Autoparts chain Pep Boys has agreed to be acquired by financier Carl Icahn. Icahn had been in a bidding war with Bridgestone Corp. for the company, and he won with a bid of $1 billion, or about $18.50 per share. But the thing is, Icahn would have won even if he lost.
Here’s how: A while back, Icahn’s company Icahn Enterprises bought a 12 percent stake in Pep Boys. Then he threatened to buy more, essentially taking Pep Boys over. That launched other bids for the company.
“Getting a bidding war going drives up the stock price,” said Peter Cohan, who teaches strategy and entrepreneurship at Babson College in Massachusetts. So even if Icahn lost the bidding war, he can cash out at a profit. “He’s done this over and over again,” Cohan said.
In this case, Icahn will very likely get control of the company, which he can then rearrange or sell for parts as he has done with other companies in the past. Either way he wins.

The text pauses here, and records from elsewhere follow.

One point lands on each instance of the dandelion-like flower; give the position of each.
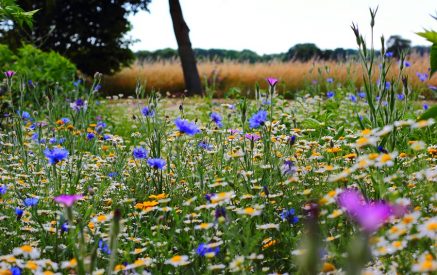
(186, 127)
(217, 119)
(258, 119)
(139, 153)
(67, 200)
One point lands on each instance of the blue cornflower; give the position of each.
(24, 115)
(139, 153)
(258, 119)
(30, 202)
(147, 111)
(205, 146)
(103, 246)
(64, 227)
(65, 120)
(203, 249)
(55, 155)
(186, 127)
(387, 85)
(77, 83)
(422, 77)
(112, 174)
(15, 270)
(289, 215)
(217, 119)
(19, 212)
(53, 140)
(3, 189)
(156, 163)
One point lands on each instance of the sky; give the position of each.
(274, 26)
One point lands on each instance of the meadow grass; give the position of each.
(223, 76)
(204, 186)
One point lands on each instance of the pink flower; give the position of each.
(9, 74)
(67, 200)
(253, 137)
(369, 215)
(272, 81)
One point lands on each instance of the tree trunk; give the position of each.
(186, 53)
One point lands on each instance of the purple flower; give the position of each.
(9, 74)
(422, 77)
(156, 163)
(272, 81)
(252, 137)
(55, 155)
(67, 200)
(139, 153)
(147, 112)
(330, 94)
(217, 119)
(258, 119)
(369, 215)
(289, 215)
(30, 202)
(79, 104)
(186, 127)
(205, 146)
(3, 189)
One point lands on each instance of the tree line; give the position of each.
(300, 52)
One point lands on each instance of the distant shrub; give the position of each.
(40, 67)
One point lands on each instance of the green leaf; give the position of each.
(429, 35)
(433, 59)
(430, 113)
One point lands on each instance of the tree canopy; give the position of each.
(91, 33)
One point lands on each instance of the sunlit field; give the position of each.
(223, 77)
(315, 167)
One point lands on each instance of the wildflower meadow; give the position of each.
(341, 181)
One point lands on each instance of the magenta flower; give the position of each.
(272, 81)
(369, 215)
(253, 137)
(9, 74)
(67, 200)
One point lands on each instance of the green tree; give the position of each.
(397, 45)
(303, 52)
(91, 33)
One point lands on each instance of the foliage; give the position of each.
(398, 45)
(38, 66)
(9, 10)
(90, 33)
(431, 36)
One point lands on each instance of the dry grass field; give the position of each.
(167, 75)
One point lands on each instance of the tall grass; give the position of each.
(167, 75)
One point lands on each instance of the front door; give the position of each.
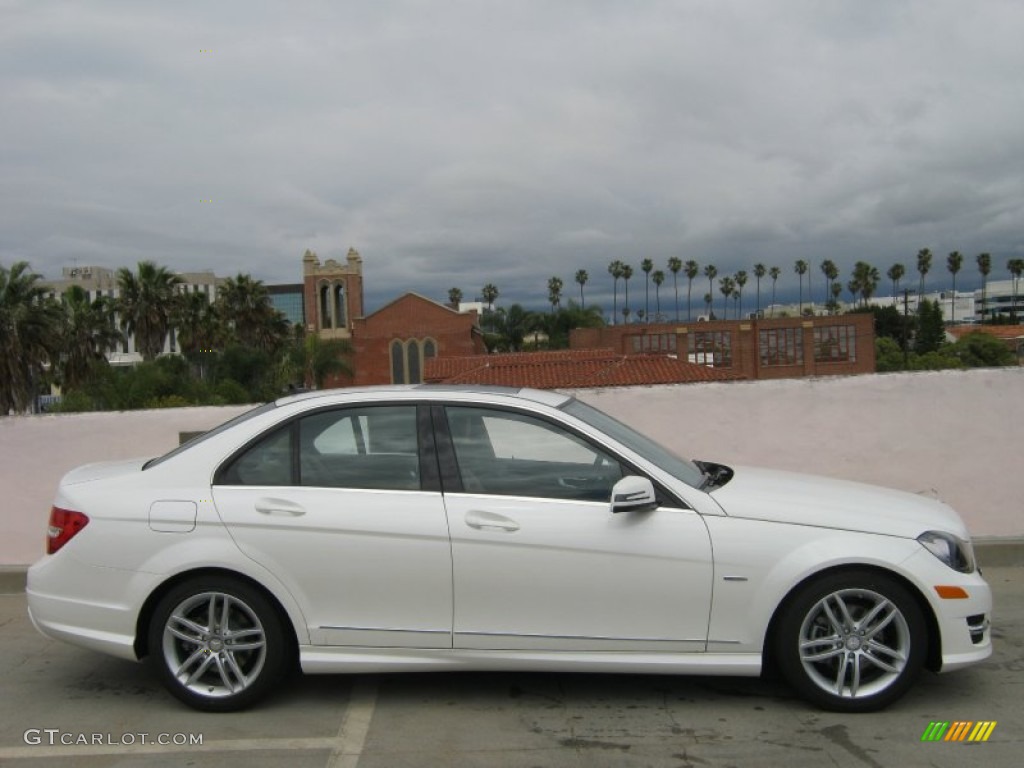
(540, 561)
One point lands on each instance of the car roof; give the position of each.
(432, 391)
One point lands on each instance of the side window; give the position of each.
(267, 462)
(360, 448)
(509, 454)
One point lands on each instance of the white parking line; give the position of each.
(354, 725)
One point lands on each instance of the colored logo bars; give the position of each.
(960, 730)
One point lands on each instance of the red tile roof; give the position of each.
(569, 369)
(999, 332)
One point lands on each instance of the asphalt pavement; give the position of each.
(62, 706)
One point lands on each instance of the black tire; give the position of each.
(211, 667)
(851, 641)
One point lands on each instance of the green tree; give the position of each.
(615, 270)
(657, 278)
(145, 304)
(774, 273)
(691, 269)
(675, 264)
(924, 267)
(801, 269)
(727, 286)
(582, 279)
(647, 265)
(760, 270)
(954, 261)
(740, 282)
(29, 339)
(627, 273)
(1016, 267)
(312, 359)
(554, 292)
(249, 316)
(866, 278)
(931, 330)
(455, 297)
(984, 267)
(711, 271)
(87, 334)
(978, 349)
(895, 273)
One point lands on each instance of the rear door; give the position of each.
(344, 507)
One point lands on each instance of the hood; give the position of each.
(807, 500)
(100, 470)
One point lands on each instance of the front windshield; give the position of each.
(657, 455)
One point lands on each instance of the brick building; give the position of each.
(393, 344)
(570, 369)
(333, 294)
(765, 348)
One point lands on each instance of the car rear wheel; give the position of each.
(852, 641)
(218, 643)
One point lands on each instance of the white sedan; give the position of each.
(396, 528)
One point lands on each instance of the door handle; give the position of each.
(279, 507)
(488, 520)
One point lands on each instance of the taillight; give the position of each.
(64, 525)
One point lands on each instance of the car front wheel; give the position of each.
(852, 641)
(217, 643)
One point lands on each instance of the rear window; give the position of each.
(212, 433)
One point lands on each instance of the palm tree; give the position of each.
(691, 270)
(759, 271)
(657, 278)
(647, 265)
(711, 271)
(740, 282)
(895, 273)
(489, 294)
(554, 292)
(954, 261)
(774, 272)
(627, 273)
(1016, 267)
(615, 270)
(248, 314)
(866, 279)
(29, 337)
(830, 271)
(984, 266)
(801, 268)
(675, 264)
(924, 266)
(145, 304)
(727, 286)
(200, 329)
(582, 279)
(87, 334)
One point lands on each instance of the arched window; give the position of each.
(326, 307)
(413, 355)
(397, 363)
(339, 305)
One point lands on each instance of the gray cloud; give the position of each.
(465, 142)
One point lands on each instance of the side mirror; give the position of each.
(633, 495)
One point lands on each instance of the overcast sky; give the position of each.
(457, 143)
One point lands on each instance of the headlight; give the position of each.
(953, 551)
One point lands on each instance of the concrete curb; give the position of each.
(992, 553)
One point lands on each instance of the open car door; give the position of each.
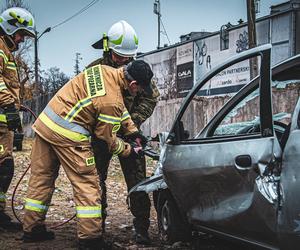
(214, 177)
(289, 212)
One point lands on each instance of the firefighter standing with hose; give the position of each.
(119, 48)
(15, 24)
(90, 103)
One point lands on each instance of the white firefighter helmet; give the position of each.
(14, 19)
(122, 39)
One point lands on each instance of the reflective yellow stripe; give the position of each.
(3, 118)
(35, 205)
(90, 161)
(2, 86)
(125, 115)
(62, 131)
(88, 211)
(77, 108)
(94, 81)
(2, 54)
(120, 147)
(109, 119)
(12, 66)
(116, 128)
(2, 197)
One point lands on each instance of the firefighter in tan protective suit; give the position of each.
(90, 103)
(15, 24)
(120, 48)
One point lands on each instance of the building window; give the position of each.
(224, 36)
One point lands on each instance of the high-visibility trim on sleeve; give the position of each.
(3, 118)
(5, 58)
(109, 119)
(125, 115)
(63, 131)
(2, 197)
(88, 211)
(35, 205)
(120, 147)
(11, 65)
(77, 108)
(2, 86)
(94, 81)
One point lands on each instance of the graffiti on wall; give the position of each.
(242, 43)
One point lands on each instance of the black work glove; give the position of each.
(12, 117)
(136, 150)
(138, 138)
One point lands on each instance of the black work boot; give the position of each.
(6, 223)
(142, 237)
(38, 233)
(93, 244)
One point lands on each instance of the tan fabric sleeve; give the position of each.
(128, 126)
(5, 95)
(108, 123)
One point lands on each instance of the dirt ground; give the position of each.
(119, 230)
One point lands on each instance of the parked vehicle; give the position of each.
(237, 176)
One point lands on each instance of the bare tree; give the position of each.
(53, 80)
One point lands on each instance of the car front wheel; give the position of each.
(172, 227)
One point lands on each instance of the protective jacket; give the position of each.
(9, 79)
(141, 106)
(9, 93)
(91, 103)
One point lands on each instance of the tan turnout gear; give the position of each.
(90, 103)
(140, 108)
(9, 94)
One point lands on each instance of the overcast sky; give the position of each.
(59, 46)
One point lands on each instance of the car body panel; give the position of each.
(289, 214)
(233, 186)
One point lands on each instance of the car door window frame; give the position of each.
(177, 132)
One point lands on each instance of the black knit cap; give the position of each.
(141, 72)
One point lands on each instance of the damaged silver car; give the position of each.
(234, 171)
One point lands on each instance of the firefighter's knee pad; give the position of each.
(6, 173)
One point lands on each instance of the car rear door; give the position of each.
(213, 176)
(289, 212)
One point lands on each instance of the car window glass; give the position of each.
(242, 119)
(283, 113)
(213, 95)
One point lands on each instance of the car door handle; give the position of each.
(243, 162)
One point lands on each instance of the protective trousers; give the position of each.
(6, 163)
(134, 171)
(79, 166)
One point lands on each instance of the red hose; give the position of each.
(23, 108)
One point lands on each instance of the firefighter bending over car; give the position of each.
(15, 24)
(119, 48)
(90, 103)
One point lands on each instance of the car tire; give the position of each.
(19, 147)
(172, 227)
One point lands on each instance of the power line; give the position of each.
(164, 32)
(76, 14)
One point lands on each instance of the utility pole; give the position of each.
(156, 10)
(76, 67)
(252, 36)
(36, 59)
(36, 64)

In the more than 30 years that Icahn has been at this, a central element to his strategy has been cage rattling.
“He gets into a company that’s not performing well, buys shares, gets on the board and frightens management,” said Mark Stevens, author of “King Icahn” and CEO of marketing firm MSCO. “He threatens the guys that are running the company that they are going to lose their jobs or control of the company.”

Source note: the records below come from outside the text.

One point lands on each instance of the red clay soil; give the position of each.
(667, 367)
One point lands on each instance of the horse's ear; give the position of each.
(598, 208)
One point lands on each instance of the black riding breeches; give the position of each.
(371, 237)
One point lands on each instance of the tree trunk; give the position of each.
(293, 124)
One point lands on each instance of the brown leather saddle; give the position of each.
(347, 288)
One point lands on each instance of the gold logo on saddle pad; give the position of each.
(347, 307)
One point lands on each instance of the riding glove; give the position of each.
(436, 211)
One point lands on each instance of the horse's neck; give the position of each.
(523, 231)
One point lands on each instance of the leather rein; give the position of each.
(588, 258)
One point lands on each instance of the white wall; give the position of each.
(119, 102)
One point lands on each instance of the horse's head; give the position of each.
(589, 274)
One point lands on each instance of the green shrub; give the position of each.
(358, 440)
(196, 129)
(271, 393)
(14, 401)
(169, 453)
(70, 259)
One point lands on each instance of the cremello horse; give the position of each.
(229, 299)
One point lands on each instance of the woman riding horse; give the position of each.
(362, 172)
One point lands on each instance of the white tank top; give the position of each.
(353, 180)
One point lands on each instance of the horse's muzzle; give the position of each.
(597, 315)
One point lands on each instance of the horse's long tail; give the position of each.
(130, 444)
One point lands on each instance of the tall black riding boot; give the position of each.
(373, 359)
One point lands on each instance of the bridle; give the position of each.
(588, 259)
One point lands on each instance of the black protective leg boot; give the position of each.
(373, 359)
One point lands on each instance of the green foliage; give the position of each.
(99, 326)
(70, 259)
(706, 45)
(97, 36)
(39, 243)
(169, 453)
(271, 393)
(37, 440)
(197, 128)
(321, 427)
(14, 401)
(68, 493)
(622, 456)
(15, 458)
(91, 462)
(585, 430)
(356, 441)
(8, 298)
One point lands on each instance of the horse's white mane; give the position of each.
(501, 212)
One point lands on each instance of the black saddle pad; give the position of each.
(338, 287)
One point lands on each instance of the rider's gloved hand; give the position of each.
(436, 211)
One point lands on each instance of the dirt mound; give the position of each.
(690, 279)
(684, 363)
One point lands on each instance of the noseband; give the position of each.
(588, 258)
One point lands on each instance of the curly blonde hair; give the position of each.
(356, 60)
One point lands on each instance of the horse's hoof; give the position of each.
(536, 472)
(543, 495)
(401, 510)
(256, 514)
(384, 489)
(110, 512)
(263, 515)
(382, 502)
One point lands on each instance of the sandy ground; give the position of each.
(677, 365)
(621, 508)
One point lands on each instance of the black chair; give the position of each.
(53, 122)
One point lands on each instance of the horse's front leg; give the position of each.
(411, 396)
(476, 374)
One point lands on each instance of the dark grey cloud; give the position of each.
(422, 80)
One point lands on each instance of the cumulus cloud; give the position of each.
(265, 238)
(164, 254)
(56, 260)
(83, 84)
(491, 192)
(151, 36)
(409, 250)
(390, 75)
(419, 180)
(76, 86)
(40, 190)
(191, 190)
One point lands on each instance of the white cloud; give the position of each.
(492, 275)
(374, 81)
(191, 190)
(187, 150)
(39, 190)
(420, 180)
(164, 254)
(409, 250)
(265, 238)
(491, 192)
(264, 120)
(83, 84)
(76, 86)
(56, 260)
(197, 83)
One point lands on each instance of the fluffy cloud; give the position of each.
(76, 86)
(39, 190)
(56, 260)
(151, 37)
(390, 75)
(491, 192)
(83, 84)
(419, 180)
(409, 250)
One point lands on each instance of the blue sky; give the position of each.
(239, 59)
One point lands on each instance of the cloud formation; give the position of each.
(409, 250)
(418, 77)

That’s unless they do something to improve the stock price or dividends, to somehow reward investors — meaning reward Carl Icahn.

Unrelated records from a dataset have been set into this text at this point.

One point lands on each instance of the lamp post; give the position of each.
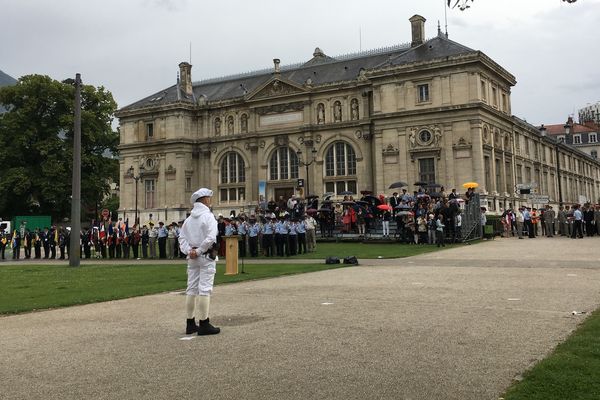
(131, 173)
(307, 164)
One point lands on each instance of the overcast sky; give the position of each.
(133, 47)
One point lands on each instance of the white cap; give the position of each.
(200, 193)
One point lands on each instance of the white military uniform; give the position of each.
(199, 231)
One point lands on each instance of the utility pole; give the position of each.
(74, 249)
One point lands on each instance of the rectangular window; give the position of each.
(543, 153)
(149, 189)
(508, 172)
(232, 195)
(232, 168)
(498, 175)
(483, 91)
(283, 163)
(423, 93)
(329, 167)
(149, 131)
(488, 173)
(427, 170)
(338, 187)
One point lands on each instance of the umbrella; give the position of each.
(398, 185)
(372, 199)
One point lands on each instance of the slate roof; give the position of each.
(321, 69)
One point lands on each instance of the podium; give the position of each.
(231, 255)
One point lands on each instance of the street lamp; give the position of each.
(131, 173)
(307, 164)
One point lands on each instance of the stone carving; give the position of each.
(390, 150)
(244, 123)
(280, 108)
(230, 125)
(337, 111)
(277, 88)
(486, 135)
(354, 109)
(320, 113)
(217, 126)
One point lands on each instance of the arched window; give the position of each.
(283, 164)
(233, 178)
(340, 168)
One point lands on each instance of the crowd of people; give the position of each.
(571, 221)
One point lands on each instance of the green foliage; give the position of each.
(570, 372)
(36, 137)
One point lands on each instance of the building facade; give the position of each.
(432, 110)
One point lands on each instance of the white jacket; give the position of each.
(199, 230)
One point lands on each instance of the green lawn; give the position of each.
(367, 250)
(34, 287)
(571, 372)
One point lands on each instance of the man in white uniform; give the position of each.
(196, 239)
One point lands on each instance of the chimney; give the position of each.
(185, 74)
(417, 24)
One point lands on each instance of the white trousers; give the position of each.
(201, 276)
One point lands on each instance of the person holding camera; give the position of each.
(198, 239)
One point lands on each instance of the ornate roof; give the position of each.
(320, 70)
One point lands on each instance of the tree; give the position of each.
(36, 142)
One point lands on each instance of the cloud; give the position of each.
(169, 5)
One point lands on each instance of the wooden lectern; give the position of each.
(231, 255)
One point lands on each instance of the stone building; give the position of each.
(432, 110)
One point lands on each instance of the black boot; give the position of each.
(191, 326)
(206, 328)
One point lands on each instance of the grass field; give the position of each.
(367, 250)
(571, 372)
(35, 287)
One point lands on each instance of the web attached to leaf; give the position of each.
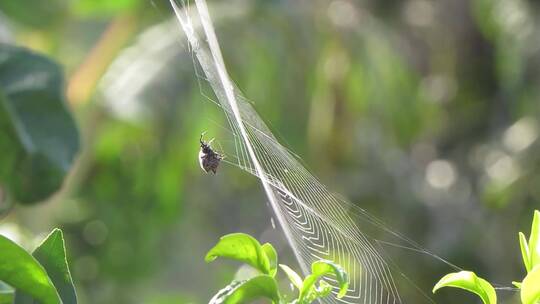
(317, 223)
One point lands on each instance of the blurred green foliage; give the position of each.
(423, 113)
(39, 138)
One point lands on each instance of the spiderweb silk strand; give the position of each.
(317, 223)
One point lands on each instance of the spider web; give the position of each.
(317, 223)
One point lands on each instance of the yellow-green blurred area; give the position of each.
(424, 113)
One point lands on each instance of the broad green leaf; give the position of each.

A common criticism of this approach is that it can be very short-term focused.
“What’s the value that he’s adding to the operations?” asked Cohan. “Really, zero.”
Still, “those gains are not just for the activists but for all public-company shareholders,” said Robert Jackson, professor of law at Columbia.
With the Pep Boys deal scheduled to close during the first three months of 2016, we’ll see what Icahn does with it. But it’s a safe bet that Pep Boys won’t be the last cage he rattles.